Fin janvier, la compagnie néerlandaise KLM a effectué le premier vol commercial au monde avec du kérosène synthétique vert. Le scoop a été annoncé ce 8 février lors de la conférence internationale sur les carburants d’aviation durables (SAF) qui se tient à La Haye.

Parti de l’aéroport de Schiphol-Amsterdam pour relier Madrid avec des passagers à bord, le Boeing 737-800 avait embarqué 500 litres de carburant synthétique « durable » dans ses réservoirs. Il était évidemment mélangé à du kérosène fossile puisque cet avion en consomme près de 50 litres par minute.

Le kérosène « vert » dénommé aussi SAF[1] a été fabriqué par Shell dans son centre de recherche d’Amsterdam à partir de dioxyde de carbone (CO2), et d’hydrogène.
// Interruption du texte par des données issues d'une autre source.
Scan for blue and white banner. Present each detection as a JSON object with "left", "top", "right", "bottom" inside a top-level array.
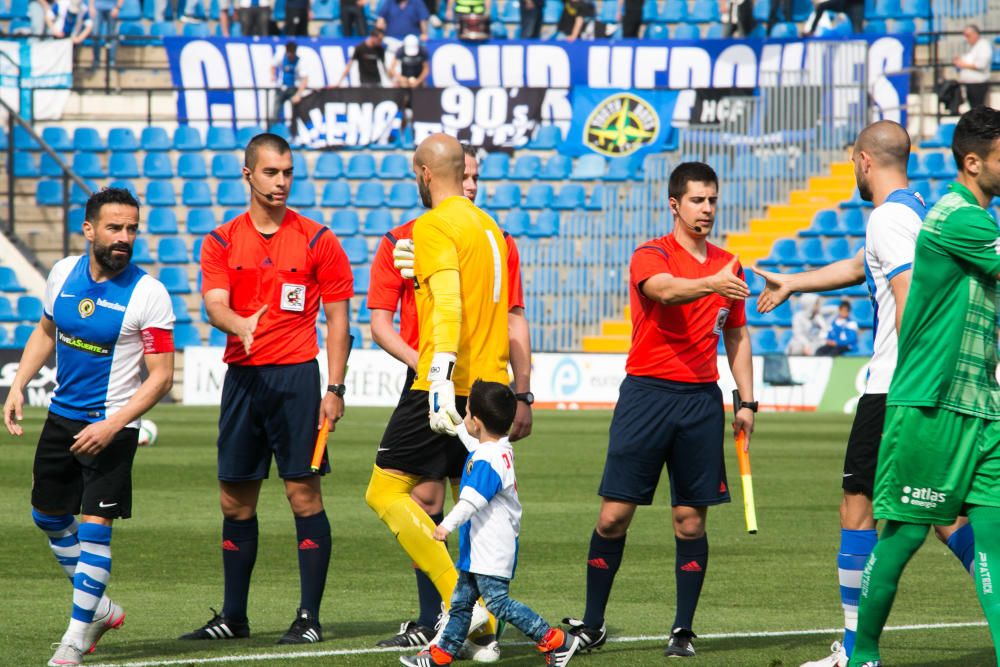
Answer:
[
  {"left": 559, "top": 87, "right": 678, "bottom": 157},
  {"left": 0, "top": 39, "right": 73, "bottom": 120},
  {"left": 163, "top": 35, "right": 913, "bottom": 133}
]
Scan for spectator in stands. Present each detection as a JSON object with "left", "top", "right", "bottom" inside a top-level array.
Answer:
[
  {"left": 340, "top": 0, "right": 368, "bottom": 37},
  {"left": 45, "top": 0, "right": 94, "bottom": 44},
  {"left": 521, "top": 0, "right": 545, "bottom": 39},
  {"left": 392, "top": 35, "right": 431, "bottom": 88},
  {"left": 285, "top": 0, "right": 312, "bottom": 37},
  {"left": 805, "top": 0, "right": 865, "bottom": 37},
  {"left": 90, "top": 0, "right": 125, "bottom": 69},
  {"left": 719, "top": 0, "right": 757, "bottom": 38},
  {"left": 271, "top": 42, "right": 309, "bottom": 125},
  {"left": 375, "top": 0, "right": 430, "bottom": 40},
  {"left": 618, "top": 0, "right": 643, "bottom": 39},
  {"left": 334, "top": 28, "right": 384, "bottom": 88},
  {"left": 786, "top": 294, "right": 827, "bottom": 357},
  {"left": 816, "top": 301, "right": 858, "bottom": 357}
]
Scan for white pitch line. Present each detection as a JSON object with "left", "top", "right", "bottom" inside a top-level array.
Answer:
[{"left": 90, "top": 621, "right": 986, "bottom": 667}]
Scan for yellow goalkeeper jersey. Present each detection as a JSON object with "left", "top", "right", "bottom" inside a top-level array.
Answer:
[{"left": 413, "top": 197, "right": 510, "bottom": 396}]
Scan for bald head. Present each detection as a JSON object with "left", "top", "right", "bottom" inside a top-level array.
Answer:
[{"left": 854, "top": 120, "right": 910, "bottom": 173}]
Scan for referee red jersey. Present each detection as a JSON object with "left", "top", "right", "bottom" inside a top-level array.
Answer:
[
  {"left": 201, "top": 209, "right": 354, "bottom": 366},
  {"left": 625, "top": 234, "right": 747, "bottom": 382},
  {"left": 368, "top": 220, "right": 524, "bottom": 350}
]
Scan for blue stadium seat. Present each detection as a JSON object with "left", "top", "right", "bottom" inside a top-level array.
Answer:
[
  {"left": 378, "top": 153, "right": 413, "bottom": 179},
  {"left": 14, "top": 153, "right": 39, "bottom": 178},
  {"left": 156, "top": 236, "right": 188, "bottom": 264},
  {"left": 361, "top": 213, "right": 396, "bottom": 236},
  {"left": 330, "top": 209, "right": 360, "bottom": 239},
  {"left": 521, "top": 183, "right": 553, "bottom": 210},
  {"left": 508, "top": 155, "right": 542, "bottom": 181},
  {"left": 313, "top": 152, "right": 344, "bottom": 181},
  {"left": 142, "top": 153, "right": 174, "bottom": 178},
  {"left": 288, "top": 178, "right": 316, "bottom": 208},
  {"left": 487, "top": 183, "right": 521, "bottom": 210},
  {"left": 216, "top": 181, "right": 247, "bottom": 206},
  {"left": 479, "top": 153, "right": 510, "bottom": 181},
  {"left": 354, "top": 181, "right": 385, "bottom": 208},
  {"left": 212, "top": 153, "right": 243, "bottom": 180},
  {"left": 569, "top": 153, "right": 608, "bottom": 181},
  {"left": 146, "top": 208, "right": 180, "bottom": 234},
  {"left": 108, "top": 151, "right": 139, "bottom": 178},
  {"left": 146, "top": 181, "right": 177, "bottom": 206},
  {"left": 186, "top": 214, "right": 215, "bottom": 234},
  {"left": 108, "top": 127, "right": 139, "bottom": 152},
  {"left": 538, "top": 153, "right": 572, "bottom": 181},
  {"left": 552, "top": 183, "right": 587, "bottom": 211},
  {"left": 73, "top": 127, "right": 107, "bottom": 153},
  {"left": 340, "top": 236, "right": 368, "bottom": 264},
  {"left": 177, "top": 153, "right": 208, "bottom": 181},
  {"left": 158, "top": 268, "right": 191, "bottom": 294},
  {"left": 41, "top": 127, "right": 73, "bottom": 153},
  {"left": 181, "top": 181, "right": 215, "bottom": 206},
  {"left": 205, "top": 126, "right": 236, "bottom": 151},
  {"left": 386, "top": 181, "right": 420, "bottom": 208},
  {"left": 320, "top": 181, "right": 351, "bottom": 208},
  {"left": 139, "top": 126, "right": 170, "bottom": 152},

Celui-ci est produit par électrolyse de l’eau avec de l’électricité verte. Le CO2 peut être extrait de l’air ou provenir des émissions de l’industrie. Combiné à haute température avec de l’hydrogène il forme un gaz synthétique appelé « syngas », lequel est ensuite transformé en hydrocarbure de synthèse par le procédé Fischer-Tropsch bien connu des chimistes. Ce « pétrole synthétique » est finalement raffiné pour obtenir du kérosène de synthèse appelé aussi parfois e-kéosène car il est produit avec de l’électricité.
Shell affirme que toute l’énergie utilisée est d’origine renouvelable.
Le processus est expliqué en détail dans cette vidéo (en anglais).

Un nouveau chapitre dans l’histoire de l’aviation

L’aviation est responsable d’environ 3% des émissions mondiales de gaz à effet de serre. « Nous sommes confrontés à un défi international : celui de rendre les transports aériens plus durables. Aujourd’hui, avec cette première mondiale nous ouvrons un nouveau chapitre dans l’histoire de l’aviation » a déclaré Cora Van Nieuwenhuyzen, la ministre néerlandaise des transports lors de la conférence de La Haye. « Cette innovation prometteuse sera d’une grande importance dans les décennies à venir pour réduire les émissions de CO2  des avions » a-t-elle ajouté.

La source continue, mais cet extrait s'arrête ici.